The OpenEnv gym client lives at
[`deploy/inference/`](https://github.com/saumilyagupta/openenv-DGXAI/tree/google/gemma-3n-E4B-it/DRIFTCALL/deploy/inference)
and wraps `/reset`, `/step`, `/state`, `/close` in a gymnasium-style API.

---

## Limitations

- **Small training run.** 240 GRPO steps at G=2 is a smoke + push validation,
  not a learning run. Step-0-and-after reward fluctuates in `[0.175, 0.300]`,
  largely against the uncertain-floor at 0.50. Real lift comes after several
  thousand steps with G=4–8.
- **Tool-use, not tool-execution.** The agent emits JSON DriftCallAction
  payloads. Side effects (`cab.book`, `payment.charge`, …) are realised by
  the env's mock vendor surface, not by real infrastructure.
- **Indic ASR is upstream.** Voice input goes through `faster-whisper-small`;
  this model never sees raw audio.
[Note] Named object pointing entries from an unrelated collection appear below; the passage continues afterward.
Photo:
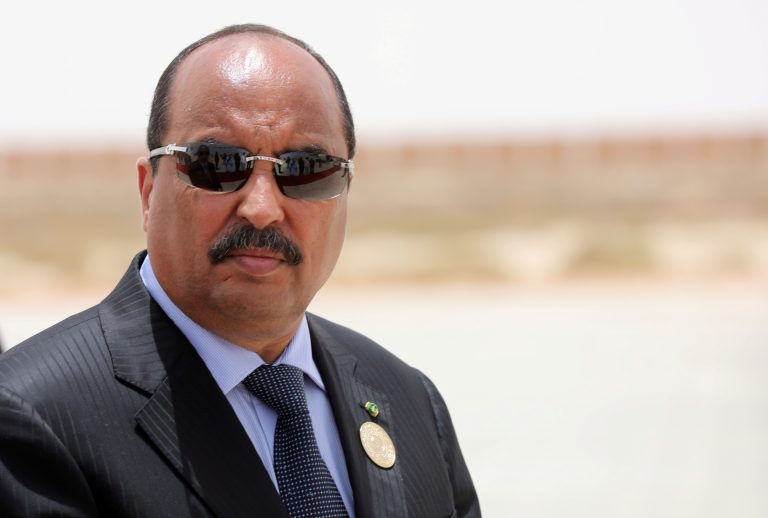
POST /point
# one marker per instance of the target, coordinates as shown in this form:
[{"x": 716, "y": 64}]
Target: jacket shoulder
[{"x": 60, "y": 353}]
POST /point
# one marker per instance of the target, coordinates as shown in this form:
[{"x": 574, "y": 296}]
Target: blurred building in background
[{"x": 512, "y": 211}]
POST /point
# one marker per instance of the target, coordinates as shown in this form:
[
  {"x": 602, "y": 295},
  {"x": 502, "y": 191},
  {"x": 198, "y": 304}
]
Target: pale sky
[{"x": 86, "y": 70}]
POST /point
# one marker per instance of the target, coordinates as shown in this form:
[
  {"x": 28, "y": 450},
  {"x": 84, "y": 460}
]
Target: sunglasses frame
[{"x": 170, "y": 149}]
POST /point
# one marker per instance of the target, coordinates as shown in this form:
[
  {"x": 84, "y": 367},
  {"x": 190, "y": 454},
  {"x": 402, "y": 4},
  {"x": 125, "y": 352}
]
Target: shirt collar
[{"x": 230, "y": 363}]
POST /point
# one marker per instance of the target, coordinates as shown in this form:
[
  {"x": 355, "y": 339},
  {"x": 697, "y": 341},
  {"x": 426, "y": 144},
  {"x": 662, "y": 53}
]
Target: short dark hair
[{"x": 158, "y": 116}]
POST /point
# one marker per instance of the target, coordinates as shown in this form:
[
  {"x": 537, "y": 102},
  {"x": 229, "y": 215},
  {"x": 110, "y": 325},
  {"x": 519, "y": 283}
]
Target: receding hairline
[{"x": 159, "y": 112}]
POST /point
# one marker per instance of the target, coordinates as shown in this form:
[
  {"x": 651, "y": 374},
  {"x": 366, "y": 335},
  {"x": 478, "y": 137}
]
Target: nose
[{"x": 262, "y": 201}]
Code-switched Hinglish accuracy is bounded
  by Whisper.
- **Reward components are deterministic, not perfect.** R5 (`anti_hack_penalty`)
  catches known patterns; novel exploits would need to be added to the probe
  set in `cells/step_20_probe.py`.
- **Not safety-aligned beyond Gemma-3n's defaults.** Off-task or adversarial
  inputs are not specifically guarded for in this run.

---

## Citation / acknowledgement

DriftCall is built on top of:

- [`unsloth/gemma-3n-E2B-it`](https://huggingface.co/unsloth/gemma-3n-E2B-it) — base model
- [Unsloth](https://github.com/unslothai/unsloth) — fast LoRA path
- [`hexgrad/Kokoro-82M`](https://huggingface.co/hexgrad/Kokoro-82M) — TTS in the env's audio pipeline
- [`Systran/faster-whisper-small`](https://huggingface.co/Systran/faster-whisper-small) — ASR in the env's audio pipeline

Source: <https://github.com/saumilyagupta/openenv-DGXAI> · branch `google/gemma-3n-E4B-it`.

Hackathon: DGX Hackathon 2026 — Indic Voice + RL track.